从CSV文件中加载分子数据，并将这些数据转换为图（graph）表示，以便于后续使用图神经网络（GNNs）进行处理

In [34]:
def load_data(csv_file):
    data = pd.read_csv(csv_file, encoding='ANSI')
    molecules = []
    max_atoms = 0 #最大原子数
    max_edges = 0 # 最大边数
    #按照id分组处理
    for  _,group in data.groupby('ID'):
        for _,row in group.iterrows():
            features = row.drop(['SMILES', 'ID']).values
            smiles = row['SMILES']
            molecule_id = row['ID']
            print(smiles)
            mol = Chem.MolFromSmiles(smiles)
            # SMILE 无效 → 跳过
            if mol is None:
                continue
            num_atoms = len(mol.GetAtoms()) # 原子数获取
            max_atoms = max(max_atoms, num_atoms) # 最大原子数更新
            bonds = mol.GetBonds()
            num_edges = len(bonds) #边数获取
#             adj_matrix = np.zeros((num_atoms, num_atoms)) # 邻接矩阵初始化
#             # 填充邻接矩阵，建立连接关系(无向图)
#             for bond in bonds:
#                 i = bond.GetBeginAtomIdx()
#                 j = bond.GetEndAtomIdx()
#                 adj_matrix[i,j] = 1
#                 adj_matrix[j,i] = 1 #无向图
            adj_matrix = Chem.GetAdjacencyMatrix(mol)  # 使用RDKit直接获取邻接矩阵
            # 将原子特征转换为(num_atoms, 148)形状
            features = np.array(features, dtype=np.float32) #强制转换为float32
            atom_features = torch.tensor(features, dtype=torch.float).repeat(num_atoms, 148) # (num_atoms, 148)
            # 填充atom_features 到 max_atom
            if num_atoms < max_atoms:
                padding = torch.zeros((max_atoms-num_atoms, 148), dtype=torch.float)
                atom_features = torch.cat([atom_features, padding], dim=0)
            # 处理邻接矩阵，转化为edge_index
            edge_index = torch.tensor(np.array(np.nonzero(adj_matrix)), dtype=torch.long) # (2, num_edges)
            # 更新最大边数的计算，基于实际边数
            max_edges = max(max_edges, edge_index.shape[1])
#             # 如果edge_index边数小于max_edges,需要填充到max_edges
#             if edge_index.shape[i] < max_edges:
#                 padding_edges = torch.zeros((2, int(max_edges - edge_index.shipe[i])), dtype=torch.long)
#                 edge_index = torch.cat([edge_index, padding_edges], dim=1)

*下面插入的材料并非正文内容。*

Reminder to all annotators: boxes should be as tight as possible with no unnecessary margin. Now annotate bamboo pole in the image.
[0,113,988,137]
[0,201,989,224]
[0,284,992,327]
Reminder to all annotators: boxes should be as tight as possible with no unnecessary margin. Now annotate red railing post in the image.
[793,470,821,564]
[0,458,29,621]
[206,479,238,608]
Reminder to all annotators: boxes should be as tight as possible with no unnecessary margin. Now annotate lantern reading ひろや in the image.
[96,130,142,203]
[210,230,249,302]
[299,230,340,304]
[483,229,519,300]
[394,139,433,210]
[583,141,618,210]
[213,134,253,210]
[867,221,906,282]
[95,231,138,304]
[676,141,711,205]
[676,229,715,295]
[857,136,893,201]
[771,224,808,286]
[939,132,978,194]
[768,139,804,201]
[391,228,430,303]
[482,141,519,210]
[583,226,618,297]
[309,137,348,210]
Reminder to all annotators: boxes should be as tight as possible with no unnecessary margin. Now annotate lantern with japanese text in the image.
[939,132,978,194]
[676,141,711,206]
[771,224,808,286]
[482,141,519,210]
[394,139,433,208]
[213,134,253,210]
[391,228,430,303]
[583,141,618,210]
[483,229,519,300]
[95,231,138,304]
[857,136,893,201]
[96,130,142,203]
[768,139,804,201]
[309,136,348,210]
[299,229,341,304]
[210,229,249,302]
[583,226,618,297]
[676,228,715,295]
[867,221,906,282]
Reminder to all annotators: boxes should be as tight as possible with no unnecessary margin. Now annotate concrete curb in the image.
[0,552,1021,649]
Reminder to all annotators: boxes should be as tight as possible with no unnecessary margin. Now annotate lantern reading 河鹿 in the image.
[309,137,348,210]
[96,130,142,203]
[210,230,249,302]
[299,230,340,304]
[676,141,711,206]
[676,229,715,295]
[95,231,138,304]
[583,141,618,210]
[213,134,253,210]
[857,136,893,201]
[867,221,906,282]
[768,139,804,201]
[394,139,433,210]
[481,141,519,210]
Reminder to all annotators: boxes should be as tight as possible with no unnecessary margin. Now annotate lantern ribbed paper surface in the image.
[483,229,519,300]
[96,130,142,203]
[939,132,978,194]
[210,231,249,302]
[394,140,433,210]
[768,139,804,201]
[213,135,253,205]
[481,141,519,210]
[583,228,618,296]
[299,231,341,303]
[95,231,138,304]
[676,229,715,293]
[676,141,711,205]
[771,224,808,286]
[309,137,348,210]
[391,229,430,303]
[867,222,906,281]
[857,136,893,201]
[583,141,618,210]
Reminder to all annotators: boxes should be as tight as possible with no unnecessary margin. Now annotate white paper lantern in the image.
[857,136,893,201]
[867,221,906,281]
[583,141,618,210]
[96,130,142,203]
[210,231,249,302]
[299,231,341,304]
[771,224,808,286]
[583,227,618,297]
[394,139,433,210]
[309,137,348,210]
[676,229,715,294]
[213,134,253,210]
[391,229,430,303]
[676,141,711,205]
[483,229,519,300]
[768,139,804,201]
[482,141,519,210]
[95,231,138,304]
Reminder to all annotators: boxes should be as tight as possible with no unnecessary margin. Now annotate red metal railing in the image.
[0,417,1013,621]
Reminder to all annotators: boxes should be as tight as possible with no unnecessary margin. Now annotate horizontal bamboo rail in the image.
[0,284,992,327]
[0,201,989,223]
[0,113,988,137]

            print(f"edge_index.shape:{edge_index.shape}")
            print(f"atom_feature.shape:{atom_features.shape}")

            #保存分子信息
            molecules.append ({
                'x':atom_features,
                'edge_index': edge_index,
                'smiles': smiles,
                'id': molecule_id
            })
                
    print(f"最大原子数，{max_atoms}， 最大边数，{max_edges}")
    print(type(data))
                
    return molecules
                

加载额外的数据，并对这些数据进行标准化处理，同时保留ID列以供后续匹配或参考。

In [36]:
def load_extra_data(csv_file):
    df = pd.read_csv(csv_file)
    id_list = df['ID'].values
    extra_data = df.drop(columns=[ 'ID']).values # 删除id列，提取特征数据
    scaler = StandardScaler()
    extra_data_scale = scaler.fit_transform(extra_data)
    extra_data_with_id = pd.DataFrame(extra_data_scale, columns=df.columns[1:])
    extra_data_with_id.insert(0, 'ID', id_list) # 将id插入到第一列位置
    return id_list, extra_data_with_id

图神经网络定义与训练

In [12]:
class GraphNN(nn.Module):
    def __init__(self, input_dim, output_dim, hidden_dim=64, dropout=0.3, num_layers=2):
        super().__init__()
        #定义图神经网络编码器层
        self.encoder = nn.ModuleList([
            GATConv(input_dim if i == 0 else hidden_dim, hidden_dim)
            for i in range(num_layers)
        ])
        #定义解码器层
        self.decoder = GATConv(hidden_dim, output_dim)
        #Dropout层
        self.dropout = dropout
        #归一化层
        self.layer_norm = nn.LayerNorm(hidden_dim)
        #初始化网络参数
        self._initialize_weights()
        
    def _initialize_weights(self):
        # 对图卷积层权重初始化
        for layer in self.encoder:
            if isinstance(layer, GATConv):
                torch.nn.init.xavier_uniform_(layer.lin_src.weight)
                torch.nn.init.xavier_uniform_(layer.lin_dst.weight)

        # 解码器层初始化
        if isinstance(self.decoder, GATConv):
            torch.nn.init.xavier_uniform_(layer.lin_src.weight)
            torch.nn.init.xavier_uniform_(layer.lin_dst.weight)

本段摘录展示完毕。